L'incertezza politica e l'approvazione dell'UE minacciano il sostegno d'emergenza ai viticoltori mentre il governo affronta le votazioni parlamentari chiave della prossima settimana

Il governo francese si appresta a lanciare un importante piano di espianto delle viti del valore di 130 milioni di euro, volto a risolvere la crisi in atto nel settore vitivinicolo del Paese. L'annuncio è stato dato dal Ministro dell'Agricoltura Annie Genevard durante una conferenza stampa a Parigi venerdì 9 gennaio. Il piano dovrebbe iniziare mercoledì prossimo, in attesa di sviluppi politici che potrebbero influire sulla stabilità del governo.
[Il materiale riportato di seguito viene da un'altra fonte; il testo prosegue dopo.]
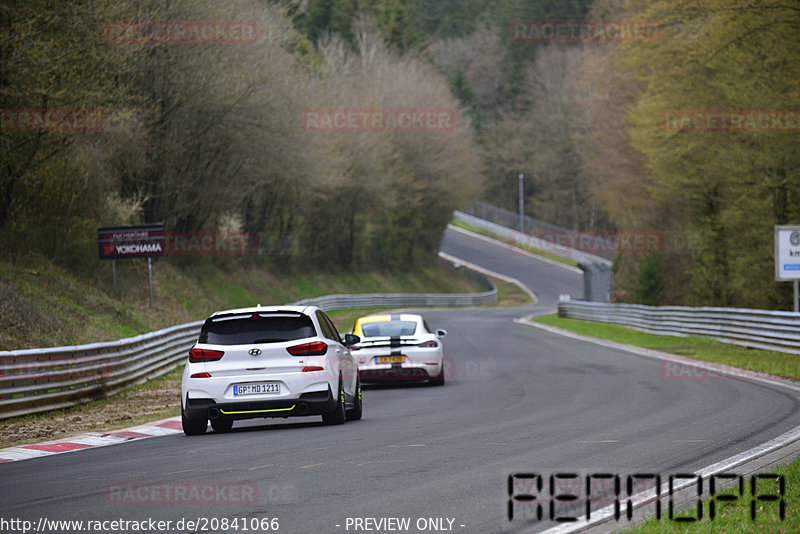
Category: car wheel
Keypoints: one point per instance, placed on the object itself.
(355, 413)
(193, 427)
(338, 415)
(437, 380)
(222, 424)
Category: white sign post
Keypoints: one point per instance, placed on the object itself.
(787, 258)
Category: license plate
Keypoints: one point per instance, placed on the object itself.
(391, 359)
(257, 389)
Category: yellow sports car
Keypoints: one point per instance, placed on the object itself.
(398, 347)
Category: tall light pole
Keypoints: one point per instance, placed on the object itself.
(521, 216)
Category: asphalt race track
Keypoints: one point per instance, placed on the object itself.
(517, 399)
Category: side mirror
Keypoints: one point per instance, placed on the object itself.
(351, 339)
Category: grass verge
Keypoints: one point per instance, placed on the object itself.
(532, 250)
(735, 515)
(732, 516)
(705, 349)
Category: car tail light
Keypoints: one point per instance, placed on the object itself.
(204, 355)
(315, 348)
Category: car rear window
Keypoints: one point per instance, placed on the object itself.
(252, 328)
(389, 328)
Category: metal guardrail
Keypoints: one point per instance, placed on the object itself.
(763, 329)
(37, 380)
(598, 279)
(517, 237)
(549, 233)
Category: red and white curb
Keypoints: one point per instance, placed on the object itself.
(164, 427)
L'iniziativa fa parte di un più ampio pacchetto di misure per un totale di 300 milioni di euro, destinate a sostenere il settore agricolo. Queste misure sono state illustrate per la prima volta a novembre in occasione della fiera Sitevi di Montpellier. Il piano per il settore vitivinicolo prevede quattro azioni principali: un nuovo programma di espianto delle viti per allineare meglio la produzione alla domanda del mercato, l'estensione e l'alleggerimento dei prestiti di consolidamento sostenuti dallo Stato, 15 milioni di euro di sgravi sociali per il 2025 e il 2026 e la richiesta di fondi europei di crisi per finanziare la distillazione di emergenza delle scorte di vino in eccesso.

Il Ministro Genevard ha dichiarato di essere in attesa di una risposta da parte del Commissario europeo per l'Agricoltura Christophe Hansen in merito alla richiesta di 80 milioni di euro dalle riserve di crisi dell'UE per sostenere lo sforzo di distillazione. Questo aiuterebbe a ridurre le scorte di vino in eccesso che si sono accumulate a causa del calo dei consumi e delle difficoltà di esportazione.
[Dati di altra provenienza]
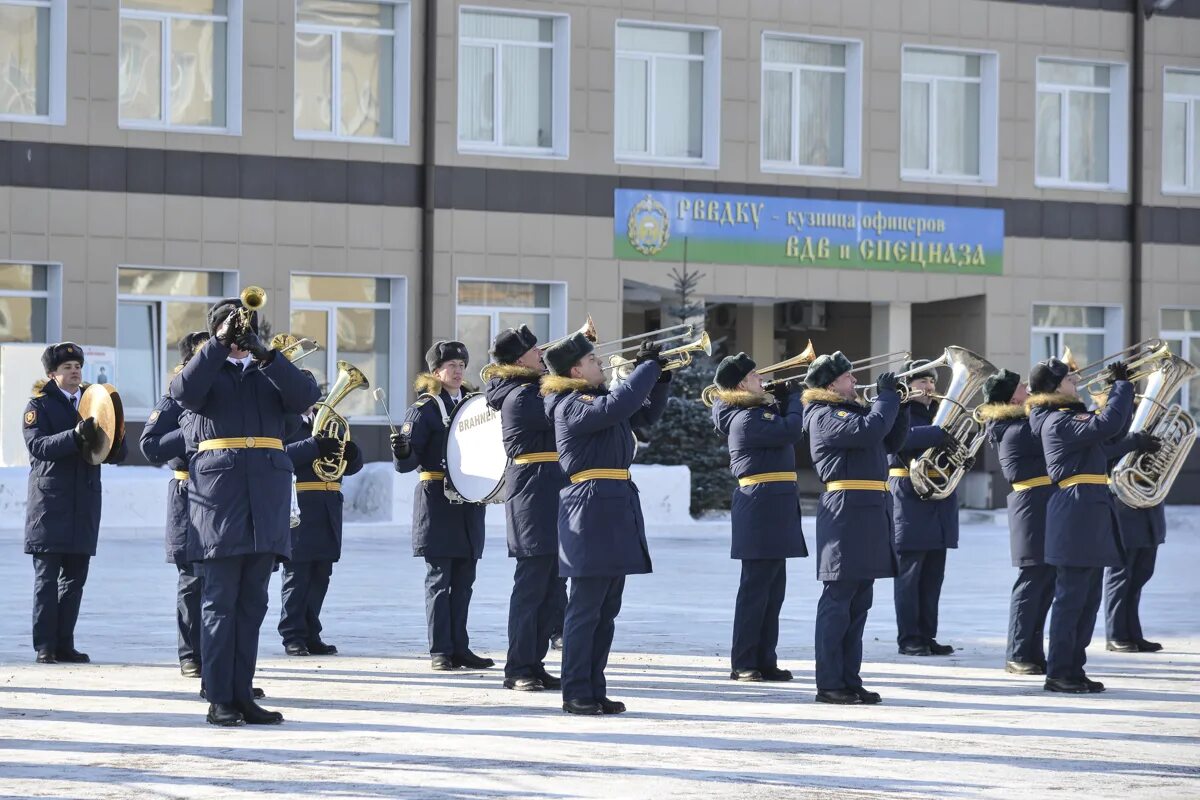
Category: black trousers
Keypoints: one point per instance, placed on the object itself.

Il lancio del programma di rimozione delle viti è previsto per mercoledì prossimo, in occasione della riunione del Consiglio del vino di FranceAgriMer. Con un budget di 130 milioni di euro e un premio di espianto fissato a 4.000 euro per ettaro, il piano prevede l'estirpazione di 32.500 ettari di vigneti. Secondo recenti indagini, circa 35.000 ettari potrebbero essere idonei o interessati a partecipare.
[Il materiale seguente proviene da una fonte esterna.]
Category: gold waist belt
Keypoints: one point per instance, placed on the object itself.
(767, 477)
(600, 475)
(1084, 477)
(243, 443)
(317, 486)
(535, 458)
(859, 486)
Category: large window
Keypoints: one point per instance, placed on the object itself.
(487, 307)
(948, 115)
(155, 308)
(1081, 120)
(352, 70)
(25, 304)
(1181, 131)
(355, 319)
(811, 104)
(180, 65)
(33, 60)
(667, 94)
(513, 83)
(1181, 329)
Se le domande supereranno i fondi disponibili, sarà data priorità ai viticoltori che abbandonano completamente la professione e a quelli che eliminano tutti i loro appezzamenti di vigneto. Un criterio secondario favorirà i vigneti piantati da più di dieci anni. Le decisioni attese per il 14 gennaio intendono fornire chiarezza ai viticoltori che devono pianificare potature e trattamenti per la prossima vendemmia 2026.

La FNSEA, il principale sindacato degli agricoltori francesi, ha accolto con favore la risposta del governo alle richieste dei settori in crisi, tra cui l'agricoltura su larga scala e la viticoltura.

Tuttavia, prima che il piano di rimozione delle viti possa procedere, devono essere soddisfatte due condizioni fondamentali. In primo luogo, i regolamenti europei devono essere aggiornati per consentire l'eliminazione permanente delle viti; questo cambiamento è previsto con la pubblicazione delle nuove norme UE sul vino a marzo. In secondo luogo, la legge di bilancio 2026 della Francia deve essere approvata dal Parlamento per garantire i finanziamenti necessari.

Amélie de Montchalin, Ministro dell'Azione Pubblica e dei Conti, ha sottolineato la posta in gioco politica durante la conferenza stampa. Ha fatto notare che il 14 gennaio è previsto il dibattito di due mozioni di censura all'Assemblea nazionale. Se il governo dovesse cadere in seguito a queste votazioni, potrebbe essere messo a rischio non solo il piano di rimozione delle viti, ma anche gran parte del più ampio pacchetto di sostegno all'agricoltura.

De Montchalin ha sottolineato che molti aspetti del piano da 300 milioni di euro dipendono da un bilancio completamente approvato piuttosto che da misure temporanee. Ha sottolineato che i deputati che rappresentano le regioni agricole si troveranno di fronte a una decisione cruciale: sostenere o bloccare l'azione del governo su questioni urgenti per i viticoltori.

L'attuale crisi della viticoltura francese è diventata una questione politica centrale mentre i legislatori soppesano le loro opzioni in vista delle votazioni di mercoledì. Il risultato determinerà se il sostegno d'emergenza per migliaia di produttori di vino potrà andare avanti come previsto o subire ulteriori ritardi in un contesto di incertezza politica.